NeuroOne Medical Technologies Corp has announced a 1-for-6 reverse stock split of its common stock, effective April 15, 2026. The action is primarily intended to increase the per-share bid price to regain compliance with Nasdaq's minimum bid price requirements.

Red Flags

  • Reverse stock split (1-for-6 ratio) typically indicates a struggle to maintain the $1.00 Nasdaq minimum bid price.
  • The filing explicitly mentions the need to 'regain compliance with the minimum bid price requirement for continued listing'.

Key Facts

  • The reverse stock split ratio is 1-for-6.
  • The split becomes effective at 5:00 p.m. Eastern Time on April 15, 2026.
  • Trading on a split-adjusted basis will commence on the Nasdaq Capital Market on April 16, 2026.
  • No fractional shares will be issued; stockholders entitled to fractional shares will receive a cash payment.
  • The number of authorized shares and the par value of the common stock remain unchanged.
  • A new CUSIP number (64130M308) has been assigned to the common stock.
Reverse Stock Split Filed Apr 03, 2026
HIGH

NeuroOne Medical Technologies stockholders approved a reverse stock split with a ratio between 1-for-2 and 1-for-15 and authorized an amendment to the 2025 Equity Incentive Plan.

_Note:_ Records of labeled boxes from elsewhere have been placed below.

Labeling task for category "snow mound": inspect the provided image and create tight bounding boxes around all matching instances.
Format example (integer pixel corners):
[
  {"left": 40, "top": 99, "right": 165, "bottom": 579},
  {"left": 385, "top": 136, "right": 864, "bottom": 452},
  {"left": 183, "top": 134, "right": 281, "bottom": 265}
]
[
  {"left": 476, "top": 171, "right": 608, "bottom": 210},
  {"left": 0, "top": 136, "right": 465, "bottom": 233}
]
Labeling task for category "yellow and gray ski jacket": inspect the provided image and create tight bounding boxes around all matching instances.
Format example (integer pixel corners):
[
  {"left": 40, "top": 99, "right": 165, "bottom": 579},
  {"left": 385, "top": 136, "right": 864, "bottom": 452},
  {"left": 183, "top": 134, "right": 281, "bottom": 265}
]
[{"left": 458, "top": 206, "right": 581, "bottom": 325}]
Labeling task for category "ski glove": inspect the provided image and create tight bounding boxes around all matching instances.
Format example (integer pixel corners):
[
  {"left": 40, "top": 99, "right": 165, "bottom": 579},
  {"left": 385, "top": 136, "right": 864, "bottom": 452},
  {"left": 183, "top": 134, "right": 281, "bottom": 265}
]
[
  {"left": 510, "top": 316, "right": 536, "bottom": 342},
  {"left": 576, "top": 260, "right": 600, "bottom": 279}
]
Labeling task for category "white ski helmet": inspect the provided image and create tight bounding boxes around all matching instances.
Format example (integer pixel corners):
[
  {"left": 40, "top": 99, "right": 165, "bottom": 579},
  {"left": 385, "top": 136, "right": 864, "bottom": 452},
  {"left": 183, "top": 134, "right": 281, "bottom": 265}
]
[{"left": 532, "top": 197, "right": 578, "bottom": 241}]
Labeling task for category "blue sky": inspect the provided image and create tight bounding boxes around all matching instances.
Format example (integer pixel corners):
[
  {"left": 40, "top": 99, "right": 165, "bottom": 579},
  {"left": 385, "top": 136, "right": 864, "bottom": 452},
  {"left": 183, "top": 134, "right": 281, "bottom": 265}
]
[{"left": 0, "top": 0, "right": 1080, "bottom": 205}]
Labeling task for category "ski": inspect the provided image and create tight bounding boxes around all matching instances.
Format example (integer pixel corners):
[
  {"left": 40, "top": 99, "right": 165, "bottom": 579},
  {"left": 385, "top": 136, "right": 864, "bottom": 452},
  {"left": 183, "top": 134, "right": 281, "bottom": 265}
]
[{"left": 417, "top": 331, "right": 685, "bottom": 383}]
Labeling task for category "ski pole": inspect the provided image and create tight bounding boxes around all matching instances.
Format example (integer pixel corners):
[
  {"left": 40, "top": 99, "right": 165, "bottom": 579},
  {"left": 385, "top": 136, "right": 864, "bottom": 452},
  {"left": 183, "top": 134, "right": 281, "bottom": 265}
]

The plan amendment increases the share pool by 1.5 million shares and adds a 5% annual evergreen provision through 2031.

Red Flags

  • Approval of a reverse stock split, typically indicative of a need to maintain Nasdaq's minimum bid price requirement.
  • Significant potential for shareholder dilution via the 1.5 million share increase and the 5% annual evergreen provision.

Key Facts

  • Stockholders approved a reverse stock split at a ratio range of 1-for-2 to 1-for-15, to be determined by the Board.
  • The 2025 Equity Incentive Plan was amended to increase the share reserve by 1,500,000 shares.
  • An 'evergreen' provision was approved to automatically increase the equity plan shares by 5% of fully diluted shares annually from 2027 to 2031.
  • Baker Tilly US, LLP was ratified as the independent auditor for the fiscal year ending September 30, 2026.
  • Approximately 59.72% of outstanding shares were represented at the Annual Meeting held on April 3, 2026.
Other SEC Filing Filed Feb 25, 2026
LOW

NeuroOne Medical Technologies Corp has scheduled its 2026 Annual Meeting of Stockholders for April 3, 2026. Because this date is more than 30 days from the anniversary of the 2025 meeting, the company has set a new deadline of March 4, 2026, for stockholder proposals.

Key Facts

  • The 2026 Annual Meeting of Stockholders is scheduled for April 3, 2026.
  • The deadline for receipt of stockholder proposals under Rule 14a-8 is March 4, 2026.
  • The meeting date change exceeds 30 calendar days from the anniversary of the 2025 annual meeting.
Disclaimer: This analysis is generated by AI and is for informational purposes only. It does not constitute financial advice, investment recommendations, or an offer to buy or sell securities. Always review the original SEC filings and consult a financial advisor before making investment decisions.